Exxon, Chevron earnings beat forecasts as US shale wells boost oil output

by time news

2024-02-02 23:18:34

Exxon Mobil and Chevron, two major US oil companies, beat earnings forecasts as higher-than-expected oil production from US shale fields allowed them to increase market share and helped cushion the impact of weakening oil prices. oil prices in international markets.

Exxon rose as much as 1.6% in New York and Chevron rose 2.8%. Exxon’s outsized result was also helped by a $1.14 billion increase from unsettled derivatives and record fuel production at its refineries.

Chevron, meanwhile, posted adjusted earnings of $3.45 per share, which exceeded the Bloomberg Consensus estimate by 23 cents. The oil explorer also increased its dividend by 8%, higher than expected.

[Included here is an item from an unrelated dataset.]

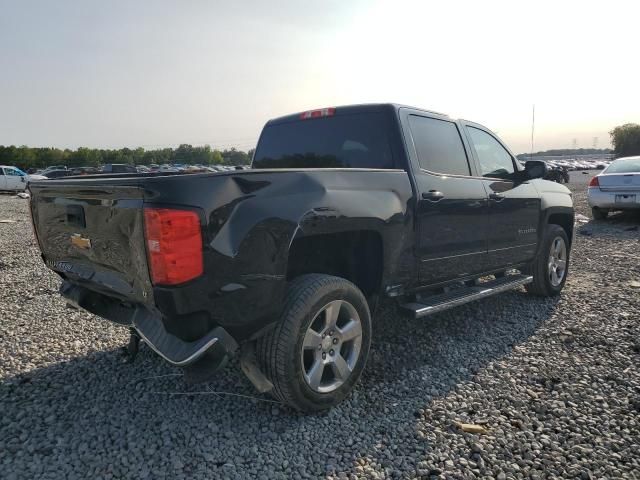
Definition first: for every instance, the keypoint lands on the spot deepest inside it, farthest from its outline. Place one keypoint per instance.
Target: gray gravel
(555, 382)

The upbeat reports from North America’s biggest oil drillers, fueled by strong Permian Basin production growth, follow similar results from Shell Plc, which kicked off the big oil company’s earnings season on Thursday with adjusted net profit that it was more than US$1 billion above average.

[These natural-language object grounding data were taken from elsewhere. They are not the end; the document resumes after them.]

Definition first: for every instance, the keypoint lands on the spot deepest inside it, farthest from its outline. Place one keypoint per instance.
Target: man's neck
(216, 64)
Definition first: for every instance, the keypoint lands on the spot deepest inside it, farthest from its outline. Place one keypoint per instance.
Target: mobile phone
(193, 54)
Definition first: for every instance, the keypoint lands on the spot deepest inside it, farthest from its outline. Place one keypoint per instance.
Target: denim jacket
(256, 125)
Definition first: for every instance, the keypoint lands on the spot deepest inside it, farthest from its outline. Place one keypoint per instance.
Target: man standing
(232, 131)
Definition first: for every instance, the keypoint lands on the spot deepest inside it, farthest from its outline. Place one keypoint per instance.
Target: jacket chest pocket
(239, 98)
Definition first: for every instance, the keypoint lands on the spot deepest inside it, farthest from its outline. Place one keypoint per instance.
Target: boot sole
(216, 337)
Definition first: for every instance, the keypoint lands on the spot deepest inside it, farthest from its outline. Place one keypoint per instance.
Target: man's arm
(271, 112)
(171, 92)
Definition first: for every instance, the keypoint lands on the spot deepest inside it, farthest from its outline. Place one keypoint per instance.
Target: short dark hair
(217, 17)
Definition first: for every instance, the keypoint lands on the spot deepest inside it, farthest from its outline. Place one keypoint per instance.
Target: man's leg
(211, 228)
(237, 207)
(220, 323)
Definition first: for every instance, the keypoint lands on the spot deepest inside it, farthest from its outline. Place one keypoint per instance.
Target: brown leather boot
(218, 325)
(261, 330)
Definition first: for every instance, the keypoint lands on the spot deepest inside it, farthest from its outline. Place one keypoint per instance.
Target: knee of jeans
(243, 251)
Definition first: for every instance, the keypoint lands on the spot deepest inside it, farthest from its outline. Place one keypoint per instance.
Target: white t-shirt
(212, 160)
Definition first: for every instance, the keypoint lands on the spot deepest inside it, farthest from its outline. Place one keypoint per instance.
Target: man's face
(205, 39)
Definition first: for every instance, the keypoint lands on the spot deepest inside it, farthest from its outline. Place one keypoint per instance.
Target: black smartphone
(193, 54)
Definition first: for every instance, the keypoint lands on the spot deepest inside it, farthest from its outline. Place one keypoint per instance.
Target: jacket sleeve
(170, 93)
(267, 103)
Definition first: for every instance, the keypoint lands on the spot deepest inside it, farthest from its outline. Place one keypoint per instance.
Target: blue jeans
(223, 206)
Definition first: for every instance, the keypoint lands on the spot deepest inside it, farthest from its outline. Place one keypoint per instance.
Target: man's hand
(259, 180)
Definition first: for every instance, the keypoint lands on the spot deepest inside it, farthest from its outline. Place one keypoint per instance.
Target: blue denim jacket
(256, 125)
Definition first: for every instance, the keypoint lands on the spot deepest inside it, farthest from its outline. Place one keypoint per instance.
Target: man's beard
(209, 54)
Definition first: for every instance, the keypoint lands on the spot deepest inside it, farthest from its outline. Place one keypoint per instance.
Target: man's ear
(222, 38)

Exxon’s business unit performed generously, posting more than $1 billion in earnings that offset the $410 million hit from lower oil prices. This strategy is a starting point for a company that has historically avoided trading as too risky and outside its traditional areas of expertise.

Both Exxon and Chevron are under pressure from investors to shore up cash flow by pumping more oil while avoiding a price-destroying oversupply.

Exxon is trying to thread the needle with a $60 billion acquisition of Pioneer Natural Resources Co. , which it expects to close by mid-year. The all-stock deal preserves cash for shareholders and expands Exxon’s portfolio of prime drilling targets in the Permian. Meanwhile, Chevron is following the same playbook with a $53 billion deal for Hess Corp.

Guidance toward more profitable oil production is a key part of Exxon CEO Darren Woods’ plan to double profits from 2019 to 2027. The Texas oil giant paid the fourth-highest combination of dividends and buybacks in the S&P 500 during the last 12 months.

Chevron is increasing production from the Permian in the United States with a target of 10% growth this year, which puts the company on track to pump 1 million barrels per day in the region by 2025.

“We’re in the best parts of the Permian,” Chief Financial Officer Pierre Breber said during an interview. “Our growth is more likely than the basin average, but it is representative of our level of activity and the level of activity of our partners.”